Nicole Gerszberg
There is no explanation I can provide for what occurred in the McClain Auditorium on Feb. 5. As one of the participants who danced, screamed and milked a cow onstage in front of the majority of the student body, I can honestly say that I was under the spell of hypnosis.
Although I was physically aware of my surroundings, my emotions and actions complied with the commands of Tom DeLuca. His soothing words brought me, along with the rest of the participants, into a state of complete relaxation in which his “suggestions” were followed to the fullest extent.

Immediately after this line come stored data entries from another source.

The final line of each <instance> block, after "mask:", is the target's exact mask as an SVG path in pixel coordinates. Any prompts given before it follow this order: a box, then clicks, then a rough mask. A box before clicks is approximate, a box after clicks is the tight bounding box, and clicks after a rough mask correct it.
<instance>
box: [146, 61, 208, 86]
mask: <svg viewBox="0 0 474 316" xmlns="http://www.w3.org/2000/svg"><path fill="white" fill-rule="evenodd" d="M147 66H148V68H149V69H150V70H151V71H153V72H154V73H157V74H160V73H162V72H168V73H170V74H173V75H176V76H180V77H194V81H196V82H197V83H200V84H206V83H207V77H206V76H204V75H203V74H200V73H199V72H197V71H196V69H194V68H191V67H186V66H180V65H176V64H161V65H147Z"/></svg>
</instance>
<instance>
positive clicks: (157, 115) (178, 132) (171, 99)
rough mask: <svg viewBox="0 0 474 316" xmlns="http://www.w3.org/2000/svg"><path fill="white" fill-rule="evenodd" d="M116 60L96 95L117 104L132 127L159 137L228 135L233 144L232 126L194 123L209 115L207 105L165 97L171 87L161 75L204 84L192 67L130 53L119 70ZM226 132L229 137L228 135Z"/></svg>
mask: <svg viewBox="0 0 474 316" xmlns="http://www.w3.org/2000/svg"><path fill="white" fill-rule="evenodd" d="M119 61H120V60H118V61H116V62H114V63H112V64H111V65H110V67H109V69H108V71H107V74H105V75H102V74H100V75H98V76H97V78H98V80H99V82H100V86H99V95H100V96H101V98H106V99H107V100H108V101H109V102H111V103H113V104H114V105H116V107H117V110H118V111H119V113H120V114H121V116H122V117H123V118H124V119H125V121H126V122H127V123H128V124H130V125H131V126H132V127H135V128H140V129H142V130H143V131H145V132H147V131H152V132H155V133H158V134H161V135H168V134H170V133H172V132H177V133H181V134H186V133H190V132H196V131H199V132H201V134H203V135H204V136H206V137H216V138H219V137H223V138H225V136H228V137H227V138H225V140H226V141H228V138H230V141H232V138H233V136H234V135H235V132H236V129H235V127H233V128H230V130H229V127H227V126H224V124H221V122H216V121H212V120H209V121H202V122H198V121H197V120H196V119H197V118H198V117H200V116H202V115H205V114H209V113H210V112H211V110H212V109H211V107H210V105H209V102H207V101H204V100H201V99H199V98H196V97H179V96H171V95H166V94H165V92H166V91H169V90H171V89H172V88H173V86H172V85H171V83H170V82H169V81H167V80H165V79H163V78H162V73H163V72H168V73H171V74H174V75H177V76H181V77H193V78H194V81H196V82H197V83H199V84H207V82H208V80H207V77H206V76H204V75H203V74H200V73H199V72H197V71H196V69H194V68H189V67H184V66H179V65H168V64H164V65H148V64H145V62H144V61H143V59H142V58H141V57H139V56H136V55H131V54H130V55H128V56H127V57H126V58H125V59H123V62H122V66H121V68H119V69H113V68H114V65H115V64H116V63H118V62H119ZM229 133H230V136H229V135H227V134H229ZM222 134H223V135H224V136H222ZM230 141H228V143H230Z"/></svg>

I remember many of the activities in which I partook, such as smelling shoulders, eating ice cream, driving a Ferrari and other bizarre occurrences. The two times that DeLuca said “New York,” I ran from my seat, grabbed the microphone, screamed in a rather terrifying voice, “I am Tinkerbell. Fear the fairy,” and then proceeded to fly back to my seat.
Looking back, I remember waiting for DeLuca’s cue without even thinking about how random or weird his request was. This, in fact, was the element that kept the show together. Whether the audience was chanting for the Mamaroneck Mercenaries (I still wonder where that mascot came from) or watching the resuscitation of two very special apples, it was the obscurity of participants’ actions that made the show a success. Under normal circumstances, no one in his or her right mind would have done what we did onstage, but while hypnotized, we honestly didn’t know better.
Even while I was hypnotized, I watched a very similar show to that of the audience. I laughed when Jack Miller ’10 was hit by a “500-pound” sponge, and I watched up close the confusion on the face of Matt Gray ’10 when he turned around to find a woman from the audience standing across from him.
During the hour and a half I sat on the stage, I remained in a relaxed state of mind, unlike any other I’ve experienced before. Until the moment I heard DeLuca snap and lead me from center stage, where I’d been dancing, toward my chair, I had been fully unable to control my actions.
Although I cannot describe the remarkable feeling of being hypnotized, I am still able to appreciate its power. I learned what it is like to let go of all limitations; I bonded with an entire audience (who doesn’t like Train or dancing like a maniac when you think no one’s watching?), and now that I’ve listened to my shoe, casted an imaginary fishing rod and flew like Tinkerbell, I know that nothing is impossible.